Okay, the shooting through the window while driving was pretty retarded. Holy shit
Just gonna give a small count here:
Firing from within and outside of a moving vehicle, in an erratic means, escalating the situation,
Firing at a moving vehicle in a suburban area, where bullets are likely to go off into nearby buildings/vehicles from ricochets.
Execution via firing squad even when the guy was clearly incapacitated from his wounds.
Seriously, what the fuck.
When you point a gun at a cop, you get shot. Why is that so difficult for people to understand?
somehow i dont think he was pointing a gun at them anymore after he'd been hit by a few dozen bullets
76 shots fired
what in the fuck
There was a bank robbery in LA circa...IIRC 1992...where the robbers wore full kevlar bodysuits and carried fully automatic AK47s. They were totally impervious to 9mm and .38 Special(Which was still in limited use at the time) and were dropping responding officers like it was a round of Payday II. The cops had to go to a nearby gun store and grab a bunch of AR-15s to deal with the situation because, at the time, what they were issued was insufficient.

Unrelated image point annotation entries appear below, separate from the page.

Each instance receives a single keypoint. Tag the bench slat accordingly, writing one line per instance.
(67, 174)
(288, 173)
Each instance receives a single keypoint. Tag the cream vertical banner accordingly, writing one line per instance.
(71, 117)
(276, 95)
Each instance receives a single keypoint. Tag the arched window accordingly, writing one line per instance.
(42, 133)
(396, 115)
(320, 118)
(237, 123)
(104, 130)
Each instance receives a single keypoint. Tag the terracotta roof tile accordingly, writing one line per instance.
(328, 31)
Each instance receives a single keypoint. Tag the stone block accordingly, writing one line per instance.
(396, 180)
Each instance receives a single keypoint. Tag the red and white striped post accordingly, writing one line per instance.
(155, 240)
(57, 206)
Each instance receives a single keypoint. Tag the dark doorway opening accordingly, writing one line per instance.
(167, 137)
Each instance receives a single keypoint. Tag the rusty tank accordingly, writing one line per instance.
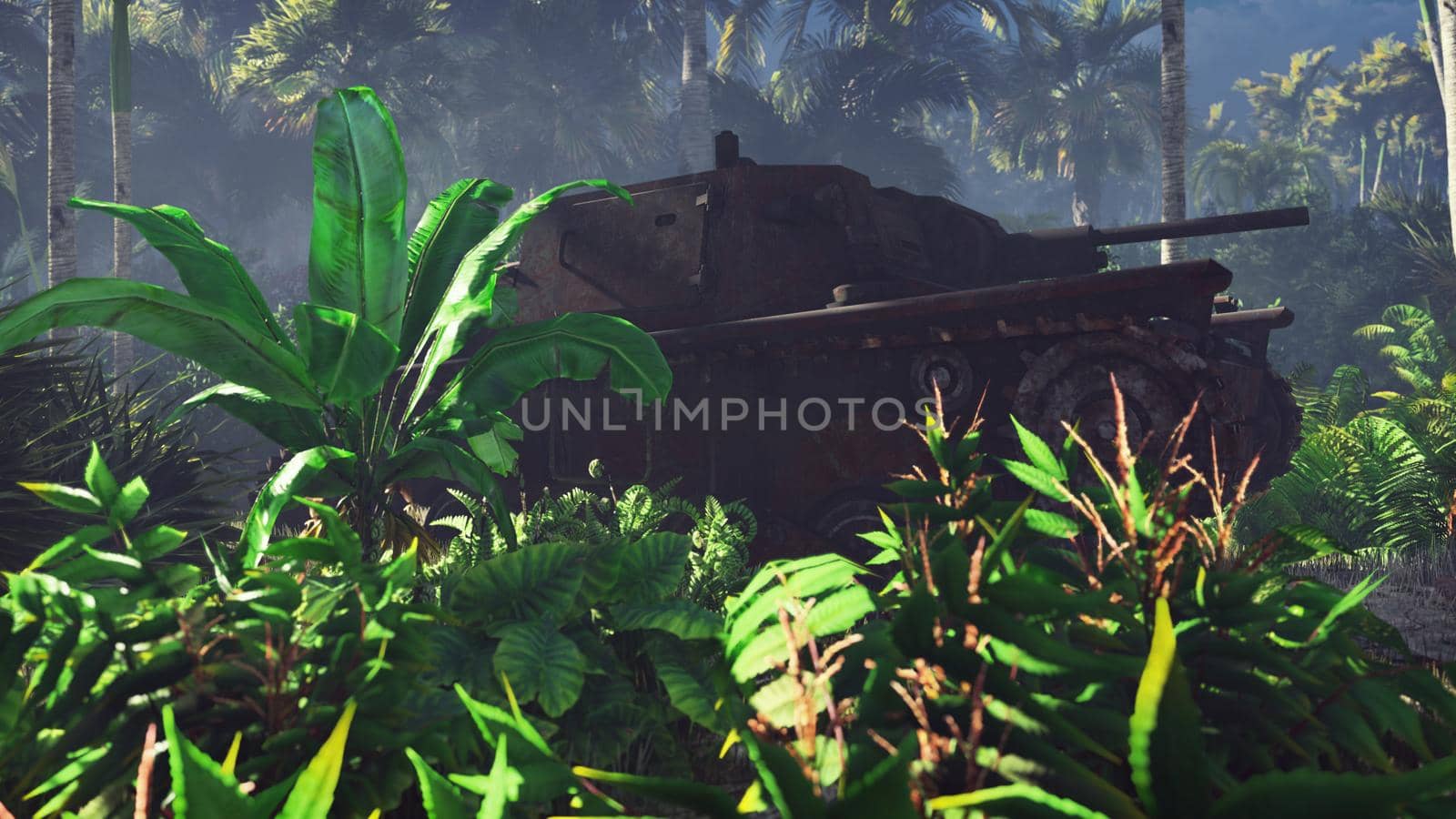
(778, 292)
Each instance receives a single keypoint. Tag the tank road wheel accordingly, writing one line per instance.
(1276, 429)
(946, 368)
(1159, 379)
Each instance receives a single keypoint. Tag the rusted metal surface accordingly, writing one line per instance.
(803, 285)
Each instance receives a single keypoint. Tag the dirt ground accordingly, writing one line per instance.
(1419, 599)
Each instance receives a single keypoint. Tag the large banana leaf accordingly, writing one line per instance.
(349, 358)
(357, 247)
(171, 321)
(470, 293)
(207, 268)
(575, 346)
(286, 426)
(450, 227)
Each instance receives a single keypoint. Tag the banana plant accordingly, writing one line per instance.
(359, 397)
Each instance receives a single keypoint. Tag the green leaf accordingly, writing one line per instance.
(705, 800)
(1002, 800)
(1321, 793)
(470, 295)
(686, 691)
(451, 225)
(169, 321)
(290, 428)
(1161, 658)
(157, 542)
(492, 445)
(1038, 480)
(441, 799)
(652, 569)
(575, 346)
(539, 581)
(430, 457)
(349, 358)
(208, 271)
(501, 785)
(277, 493)
(69, 499)
(542, 665)
(131, 499)
(357, 249)
(683, 618)
(200, 785)
(1351, 599)
(313, 793)
(1050, 523)
(99, 479)
(1038, 452)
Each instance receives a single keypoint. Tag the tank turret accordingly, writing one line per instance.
(808, 286)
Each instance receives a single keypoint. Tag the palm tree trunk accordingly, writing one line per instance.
(60, 142)
(1176, 127)
(1446, 14)
(123, 349)
(1087, 200)
(695, 138)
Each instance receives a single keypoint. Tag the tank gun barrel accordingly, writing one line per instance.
(1206, 227)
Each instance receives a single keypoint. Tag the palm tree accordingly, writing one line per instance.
(123, 347)
(1441, 44)
(1176, 126)
(852, 99)
(303, 48)
(60, 142)
(1285, 104)
(1079, 101)
(594, 114)
(1232, 175)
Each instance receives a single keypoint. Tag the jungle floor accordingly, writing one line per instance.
(1419, 599)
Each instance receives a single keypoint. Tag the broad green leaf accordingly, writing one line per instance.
(441, 799)
(683, 618)
(290, 428)
(169, 321)
(429, 457)
(542, 665)
(313, 793)
(686, 691)
(539, 581)
(208, 271)
(451, 225)
(470, 295)
(492, 446)
(349, 358)
(357, 249)
(841, 611)
(575, 346)
(652, 569)
(277, 493)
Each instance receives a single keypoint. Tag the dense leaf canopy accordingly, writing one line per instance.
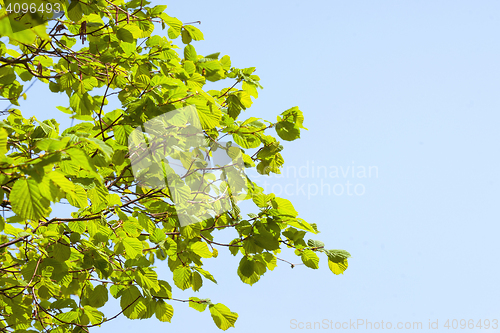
(57, 272)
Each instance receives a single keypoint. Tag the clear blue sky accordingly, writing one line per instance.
(408, 87)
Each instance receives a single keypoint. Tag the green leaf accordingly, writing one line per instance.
(284, 207)
(317, 244)
(61, 252)
(337, 255)
(247, 266)
(310, 259)
(27, 201)
(201, 249)
(246, 140)
(126, 35)
(182, 277)
(133, 247)
(95, 316)
(287, 131)
(99, 296)
(3, 141)
(197, 304)
(190, 53)
(337, 267)
(147, 279)
(130, 302)
(164, 311)
(222, 316)
(194, 32)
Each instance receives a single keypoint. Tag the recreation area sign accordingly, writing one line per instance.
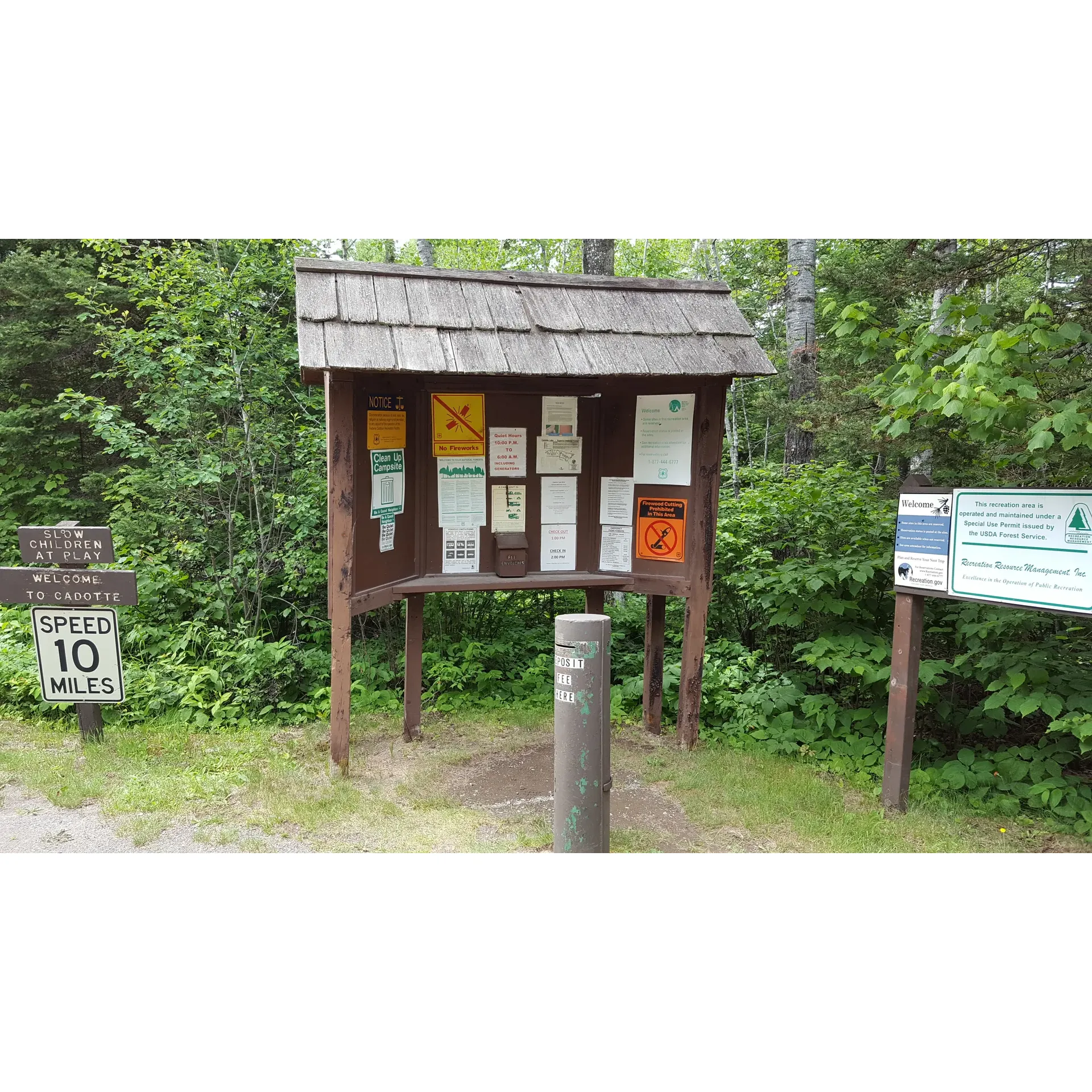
(1031, 549)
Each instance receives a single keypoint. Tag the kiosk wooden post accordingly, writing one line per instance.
(709, 417)
(400, 341)
(341, 516)
(415, 642)
(652, 699)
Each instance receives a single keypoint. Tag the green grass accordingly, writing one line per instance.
(396, 797)
(790, 806)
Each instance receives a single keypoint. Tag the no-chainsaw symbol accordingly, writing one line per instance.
(458, 425)
(661, 529)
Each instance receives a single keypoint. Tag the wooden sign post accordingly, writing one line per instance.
(82, 651)
(1028, 548)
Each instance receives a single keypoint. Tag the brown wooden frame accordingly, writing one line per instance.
(346, 461)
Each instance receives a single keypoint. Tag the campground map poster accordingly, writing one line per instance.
(1024, 547)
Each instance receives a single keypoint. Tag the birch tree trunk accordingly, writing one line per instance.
(922, 462)
(599, 257)
(425, 249)
(801, 328)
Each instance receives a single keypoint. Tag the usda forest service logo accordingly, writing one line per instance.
(1079, 526)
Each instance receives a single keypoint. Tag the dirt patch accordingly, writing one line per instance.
(522, 783)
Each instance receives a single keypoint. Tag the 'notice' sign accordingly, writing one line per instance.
(66, 545)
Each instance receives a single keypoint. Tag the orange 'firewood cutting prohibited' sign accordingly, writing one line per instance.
(458, 425)
(661, 529)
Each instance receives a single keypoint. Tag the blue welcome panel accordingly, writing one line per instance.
(922, 541)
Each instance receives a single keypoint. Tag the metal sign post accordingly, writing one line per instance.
(582, 733)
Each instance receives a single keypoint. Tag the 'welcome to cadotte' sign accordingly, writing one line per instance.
(1031, 548)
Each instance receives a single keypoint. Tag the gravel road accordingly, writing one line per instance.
(30, 824)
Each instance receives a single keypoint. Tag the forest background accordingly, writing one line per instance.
(154, 386)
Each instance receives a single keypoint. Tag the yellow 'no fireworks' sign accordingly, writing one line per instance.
(458, 425)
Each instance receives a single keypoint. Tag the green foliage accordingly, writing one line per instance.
(804, 589)
(1019, 389)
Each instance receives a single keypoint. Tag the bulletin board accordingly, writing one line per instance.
(605, 549)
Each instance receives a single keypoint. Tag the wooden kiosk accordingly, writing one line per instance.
(432, 378)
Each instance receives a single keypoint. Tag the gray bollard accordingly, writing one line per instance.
(582, 734)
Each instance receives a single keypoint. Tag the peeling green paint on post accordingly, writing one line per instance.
(582, 745)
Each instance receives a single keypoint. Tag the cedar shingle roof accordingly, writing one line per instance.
(407, 318)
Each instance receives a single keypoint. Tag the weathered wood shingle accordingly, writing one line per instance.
(373, 317)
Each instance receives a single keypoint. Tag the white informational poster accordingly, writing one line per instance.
(508, 452)
(921, 540)
(616, 548)
(560, 416)
(388, 483)
(1023, 546)
(461, 491)
(79, 655)
(616, 500)
(460, 549)
(662, 439)
(387, 534)
(559, 456)
(559, 547)
(559, 500)
(509, 508)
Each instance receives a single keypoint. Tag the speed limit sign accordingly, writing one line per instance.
(79, 655)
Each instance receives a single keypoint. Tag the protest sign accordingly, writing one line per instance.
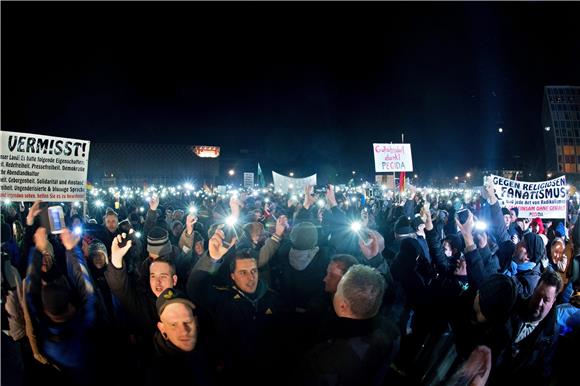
(248, 180)
(392, 157)
(545, 199)
(39, 167)
(286, 184)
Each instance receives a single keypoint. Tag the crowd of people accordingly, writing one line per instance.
(318, 288)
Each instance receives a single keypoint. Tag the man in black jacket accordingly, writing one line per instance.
(361, 345)
(246, 314)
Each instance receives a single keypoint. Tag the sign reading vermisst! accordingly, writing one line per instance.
(40, 167)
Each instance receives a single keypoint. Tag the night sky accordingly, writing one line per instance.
(303, 87)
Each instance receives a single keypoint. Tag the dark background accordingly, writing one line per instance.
(295, 86)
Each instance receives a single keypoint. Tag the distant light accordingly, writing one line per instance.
(480, 225)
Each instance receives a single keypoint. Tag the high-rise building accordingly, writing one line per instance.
(561, 126)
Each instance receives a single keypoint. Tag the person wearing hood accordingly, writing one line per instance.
(178, 354)
(245, 314)
(526, 263)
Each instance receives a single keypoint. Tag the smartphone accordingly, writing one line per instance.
(463, 215)
(56, 219)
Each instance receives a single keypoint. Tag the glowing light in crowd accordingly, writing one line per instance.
(480, 225)
(231, 221)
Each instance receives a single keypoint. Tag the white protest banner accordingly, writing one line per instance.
(40, 167)
(392, 157)
(248, 180)
(286, 184)
(545, 199)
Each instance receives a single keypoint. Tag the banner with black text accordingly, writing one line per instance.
(40, 167)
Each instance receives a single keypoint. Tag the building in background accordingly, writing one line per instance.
(561, 127)
(138, 163)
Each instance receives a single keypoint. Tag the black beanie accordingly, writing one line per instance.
(497, 296)
(403, 226)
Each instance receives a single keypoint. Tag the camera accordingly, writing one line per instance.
(463, 215)
(320, 189)
(125, 227)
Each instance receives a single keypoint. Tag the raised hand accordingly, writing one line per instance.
(281, 225)
(154, 202)
(216, 245)
(117, 251)
(33, 212)
(69, 240)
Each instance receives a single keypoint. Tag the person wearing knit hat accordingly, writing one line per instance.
(98, 254)
(158, 243)
(495, 300)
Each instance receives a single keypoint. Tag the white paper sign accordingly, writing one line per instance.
(392, 157)
(286, 184)
(545, 199)
(40, 167)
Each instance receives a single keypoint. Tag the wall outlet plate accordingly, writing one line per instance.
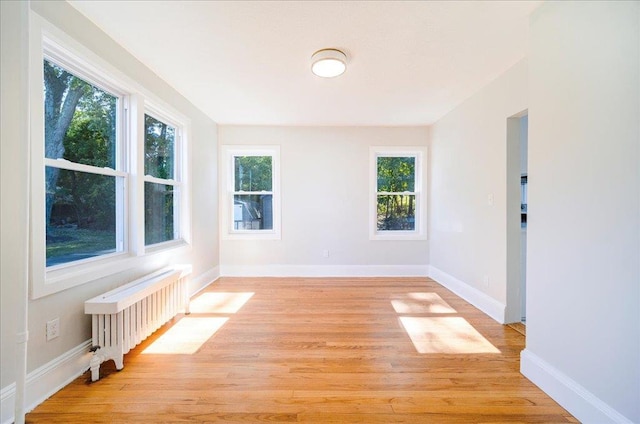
(53, 329)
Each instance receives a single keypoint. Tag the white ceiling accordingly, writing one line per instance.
(248, 62)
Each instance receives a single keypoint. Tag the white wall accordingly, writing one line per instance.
(468, 167)
(68, 305)
(325, 195)
(583, 275)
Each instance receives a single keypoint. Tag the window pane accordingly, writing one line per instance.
(80, 215)
(396, 213)
(396, 174)
(253, 212)
(80, 119)
(158, 213)
(252, 173)
(159, 148)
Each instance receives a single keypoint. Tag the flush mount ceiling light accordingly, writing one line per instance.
(328, 63)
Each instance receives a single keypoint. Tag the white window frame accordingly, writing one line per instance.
(227, 192)
(48, 42)
(420, 154)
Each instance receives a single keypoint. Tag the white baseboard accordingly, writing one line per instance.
(324, 271)
(480, 300)
(580, 402)
(198, 284)
(46, 380)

Before that, you almost never saw a cop with an assault rifle. If you did, it was a spec ops officer, like SWAT or DEA. After that, departments started rolling them out into the Force, and these days most have one either in a shotgun mount in the cabin or in the trunk of their patrol car.
Why is it so difficult to understand that shooting erratically through your windshield at another driver through a residential area like it’s GTAV is a HORRIBLE fucking idea?
A defeatist attitude will definitely ensure we won't see any change in our lifetimes.